The reporter finished his period. "Don't let this interview bother you,"

he said. "It's going into my paper straight, Mr. Banks, and in your own words."

While he spoke, his vigilant glance rested lightly on one of the several guests scattered about the lobby. He was a grave and thoughtful man and had seemed deeply engrossed in a magazine, but he had changed his seat for a chair within speaking distance, and Jimmie had not seen him turn a page.

"What I was going to say, then," resumed Banks, "was that afterwards, when the orchards are in shape, I am going back to Alaska and take a bunch of those abandoned claims, where the miners have quit turning up the earth, and just seed 'em to oats and blue stem. Either would do mighty well. The sun shines hot long summer days, and the ground keeps moist from the melting snow on the mountains. I've seen little patches of grain up there and hay ripening and standing high as my shoulder. But what they need most in the interior is stock farms, horses and beeves, and I am going to take in a fine bunch of both; they'll do fine; winter right along with the caribou and reindeer."

"Well, that's a new idea to me," exclaimed Daniels. "Alaska to me has always stood for blizzards, snow, glaciers, impregnable mountains, bleak and barren plains like the steppes of Russia, and privation, privation of the worst kind."

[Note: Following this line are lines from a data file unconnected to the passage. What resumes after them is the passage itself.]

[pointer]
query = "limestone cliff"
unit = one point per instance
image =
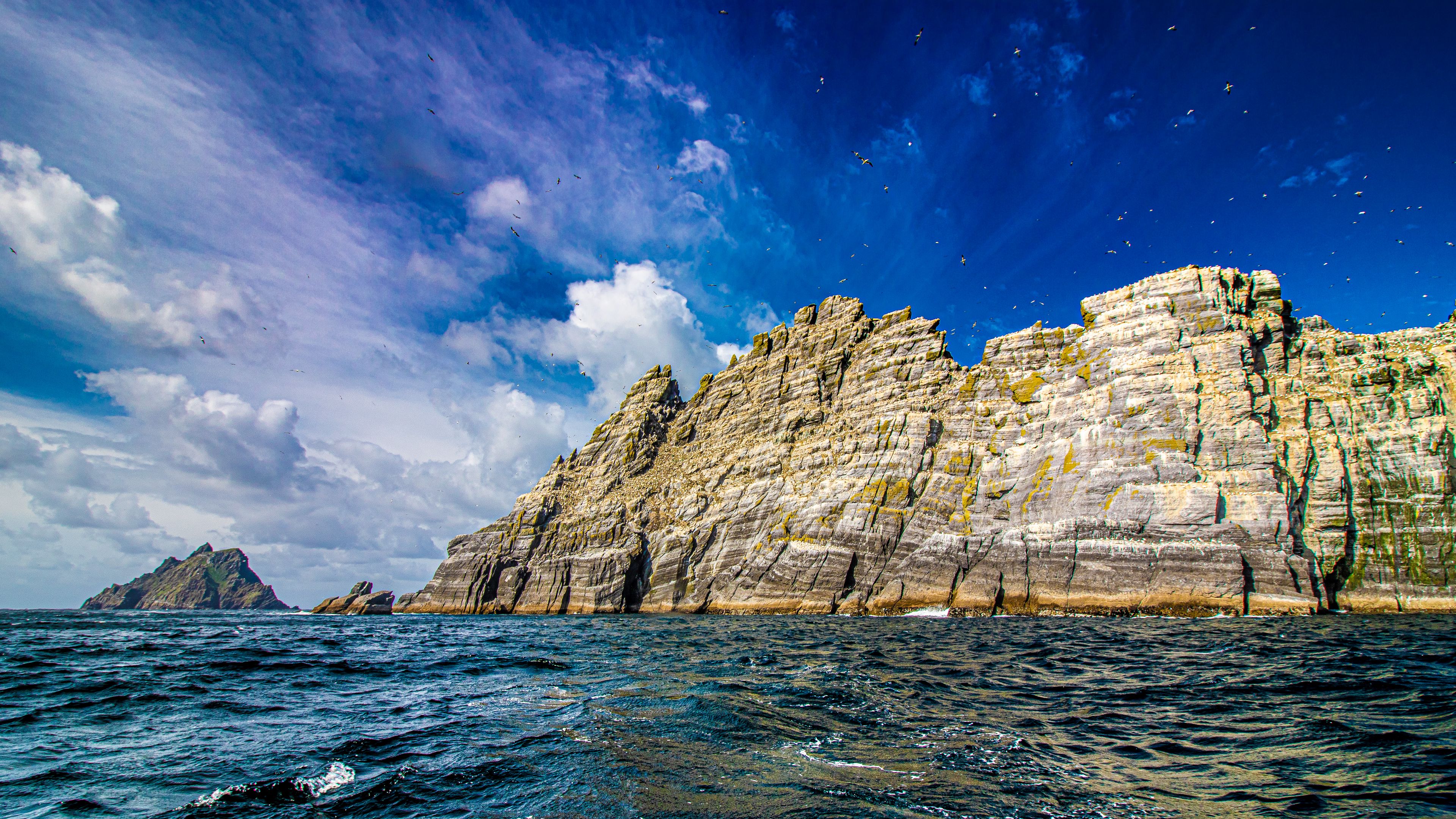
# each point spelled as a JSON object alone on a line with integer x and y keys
{"x": 1190, "y": 449}
{"x": 204, "y": 581}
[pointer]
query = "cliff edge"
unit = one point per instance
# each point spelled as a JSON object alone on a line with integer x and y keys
{"x": 1190, "y": 449}
{"x": 204, "y": 581}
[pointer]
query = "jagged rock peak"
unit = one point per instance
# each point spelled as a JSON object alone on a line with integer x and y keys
{"x": 1190, "y": 448}
{"x": 362, "y": 599}
{"x": 206, "y": 581}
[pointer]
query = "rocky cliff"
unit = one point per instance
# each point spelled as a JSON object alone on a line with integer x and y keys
{"x": 204, "y": 581}
{"x": 1192, "y": 448}
{"x": 362, "y": 599}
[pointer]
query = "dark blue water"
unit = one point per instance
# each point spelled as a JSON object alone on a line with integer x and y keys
{"x": 277, "y": 715}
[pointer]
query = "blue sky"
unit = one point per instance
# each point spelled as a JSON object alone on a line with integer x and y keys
{"x": 336, "y": 282}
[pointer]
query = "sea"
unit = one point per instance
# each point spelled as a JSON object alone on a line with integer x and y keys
{"x": 264, "y": 715}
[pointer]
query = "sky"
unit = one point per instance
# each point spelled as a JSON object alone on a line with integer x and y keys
{"x": 336, "y": 282}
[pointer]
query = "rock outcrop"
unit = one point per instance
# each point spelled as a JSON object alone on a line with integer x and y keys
{"x": 362, "y": 599}
{"x": 1192, "y": 448}
{"x": 204, "y": 581}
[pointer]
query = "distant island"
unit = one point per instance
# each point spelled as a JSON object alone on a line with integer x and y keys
{"x": 1192, "y": 448}
{"x": 204, "y": 581}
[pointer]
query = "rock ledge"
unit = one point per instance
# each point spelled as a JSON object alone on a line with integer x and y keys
{"x": 1192, "y": 448}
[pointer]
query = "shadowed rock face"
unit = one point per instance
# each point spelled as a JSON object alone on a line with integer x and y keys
{"x": 204, "y": 581}
{"x": 362, "y": 599}
{"x": 1192, "y": 449}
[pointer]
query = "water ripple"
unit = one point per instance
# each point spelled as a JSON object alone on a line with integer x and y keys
{"x": 220, "y": 715}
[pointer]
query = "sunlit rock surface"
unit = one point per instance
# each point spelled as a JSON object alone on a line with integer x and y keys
{"x": 362, "y": 599}
{"x": 1192, "y": 449}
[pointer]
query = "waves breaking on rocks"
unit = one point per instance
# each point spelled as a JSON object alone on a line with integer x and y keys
{"x": 274, "y": 716}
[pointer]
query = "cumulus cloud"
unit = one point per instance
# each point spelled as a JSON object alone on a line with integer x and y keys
{"x": 104, "y": 295}
{"x": 67, "y": 232}
{"x": 216, "y": 433}
{"x": 617, "y": 331}
{"x": 46, "y": 215}
{"x": 324, "y": 506}
{"x": 242, "y": 231}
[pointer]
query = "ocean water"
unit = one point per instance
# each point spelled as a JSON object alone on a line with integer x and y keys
{"x": 219, "y": 715}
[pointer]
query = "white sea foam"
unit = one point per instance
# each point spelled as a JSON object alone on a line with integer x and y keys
{"x": 931, "y": 611}
{"x": 334, "y": 777}
{"x": 337, "y": 776}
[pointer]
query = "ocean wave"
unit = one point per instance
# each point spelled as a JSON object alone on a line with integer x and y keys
{"x": 282, "y": 792}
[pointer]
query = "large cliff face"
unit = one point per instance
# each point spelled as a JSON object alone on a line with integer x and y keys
{"x": 204, "y": 581}
{"x": 1192, "y": 449}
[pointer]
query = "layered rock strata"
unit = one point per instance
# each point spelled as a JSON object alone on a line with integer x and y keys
{"x": 362, "y": 599}
{"x": 1192, "y": 448}
{"x": 204, "y": 581}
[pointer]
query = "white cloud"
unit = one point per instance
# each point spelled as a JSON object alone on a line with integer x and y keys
{"x": 617, "y": 331}
{"x": 702, "y": 157}
{"x": 979, "y": 86}
{"x": 315, "y": 511}
{"x": 1119, "y": 119}
{"x": 761, "y": 318}
{"x": 503, "y": 199}
{"x": 98, "y": 286}
{"x": 621, "y": 328}
{"x": 46, "y": 215}
{"x": 641, "y": 76}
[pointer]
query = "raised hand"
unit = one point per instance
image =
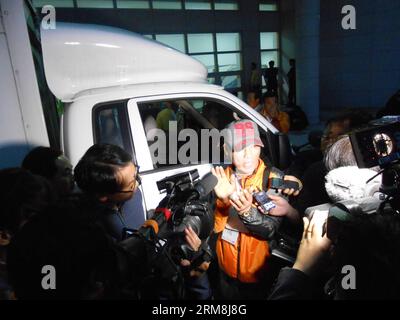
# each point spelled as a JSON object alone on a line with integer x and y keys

Banks nodded grimly. "That's because the first of us got caught by winter unprepared. Why, men freeze to death every blizzard right here in the States; sometimes it's in Dakota; sometimes old New York, with railroads lacing back and forth close as shoestrings. And imagine that big, unsettled Alaska interior without a single railroad and only one wagon-road; men most of the time breaking their own trails. Not a town or a house sometimes in hundreds of miles to shelter 'em, if a storm happens to break. But you talk with any Swede miner from up there. He'll tell you they could make a new Sweden out of Alaska. Let us use the timber for building and fuel; let a man that's got the money to do it start a lumber-mill or mine the coal. Give us the same land and mineral laws you have here in the States, and homeseekers would flock in thick as birds in springtime."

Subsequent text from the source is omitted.